In our opinion: Charging for content

IT took a few attempts, but media magnate, Rupert Murdoch, appears to have created his desired new orthodoxy: that newspapers charging for access to their content published on the internet is a perfectly reasonable thing to do.

For readers of his UK newspapers – the Times, Sun, etc – if they want to read them online, they’ll be first met by a ‘paywall’.

And so, starting today, Johnston Press, the publisher of The Scotsman, is charging for access to the online versions of three of its local titles. With another three, it is suggesting more can be read by buying the paper.

One of the sites charging for access is Scottish: the Southern Reporter. Meanwhile, another of Johnston’s Scottish newspaper sites – for the Carrick Gazette – is recommending readers purchase the paper (though, at the time of writing – Nov 30, 11.10am – access to stories on both sites still appeared to be free).

The rest of the newspaper industry will be watching, and no doubt praying, that the experiment is a success. What may emerge from the exercise are newspapers further recognising the value of sourcing exclusive content, with a corresponding reduced emphasis on using agency copy and touched-up media releases – which are often repeated across any number of titles.

It’s understood the Johnston Press sites will ask users to pay £5 for a three-month subscription to read the full articles or ask them to buy the newspapers.
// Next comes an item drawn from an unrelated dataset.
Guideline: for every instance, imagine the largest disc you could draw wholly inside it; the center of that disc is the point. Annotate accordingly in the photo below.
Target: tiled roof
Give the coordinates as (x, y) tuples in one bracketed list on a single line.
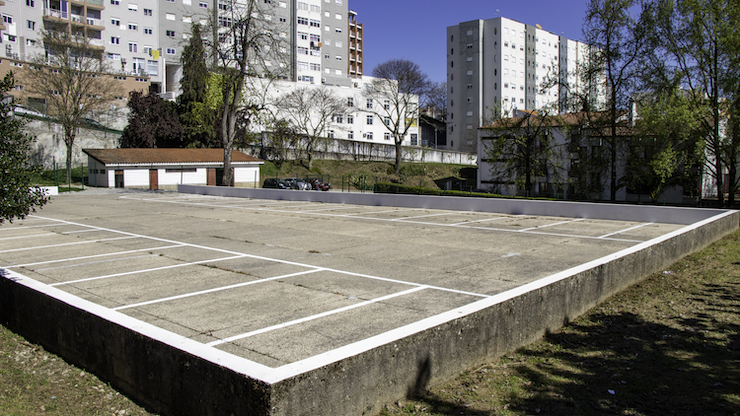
[(166, 156)]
As well as the Southern Reporter and the Carrick Gazette, the other titles involved are the Worksop Guardian, the Ripley & Heanor News, the Whitby Gazette and the Northumberland Gazette.

Not that newspapers charging for online content is terribly new, it’s just that it has thus far been about access to ‘premium content’.

If you click on to FT.com, the website of the Financial Times, you soon find that, after having accessed two articles for free, you are then invited to register.

Already, there is a proportion of content, including opinion pieces and some features, on The Scotsman’s website that sits behind a paywall. But the majority of content on scotsman.com is free to access.

Scotsman Publications managing director, Michael Johnston, told allmediascotland.com: “Scotsman Publications has charged for premium content for some time, way prior to the Johnston Press acquisition [of it] in January 2006, and there are no specific plans at present to change this position although, as with everything, this may be reviewed.”

Also keeping their options open are the publishers of the Sunday Post, Press and Journal and Courier newspapers, DC Thomson. Says a spokesperson: “As far as paywalls are concerned, we’re not ruling anything in or anything out at this stage.”

But Trinity Mirror’s group digital publishing director, David Black, reminds us that, even if all newspapers were to, in concert, charge for access to their online content (and that is unlikely to happen, not least because of The Guardian’s seeming almost principled commitment to free content), there is still a huge source of free news to contend with: the BBC.

Trinity Mirror does not charge for access to its content on any of its national newspaper websites – including dailyrecord.co.uk or mirror.co.uk – or those of its network of regional newspapers: in Scotland, its Scottish & Universal titles.

Black also told allmediascotland: “We have no immediate plans to charge for content, but wouldn’t rule it out in the future. With so much content provided online by the BBC, for free, it’s challenging for commercial publishers to charge for general news.

“However, that’s not say there might not be niche content that could be charged for in the future and there are models already operating that do charge, such as the FT’s premium, high-value financial information.”

And therein lies the possible paradigm shift: Not charging for access to everything, but charging for access to special, ‘members only’ content.

You are automatically a member when you buy the newspaper, you need to become one to access the site.

PS Express Newspapers replied to an allmediascotland query about its online charging plans, if any, by saying it didn’t want to comment. The publisher of The Herald group of newspapers has yet to reply; ditto, the publisher of the Scottish Daily Mail.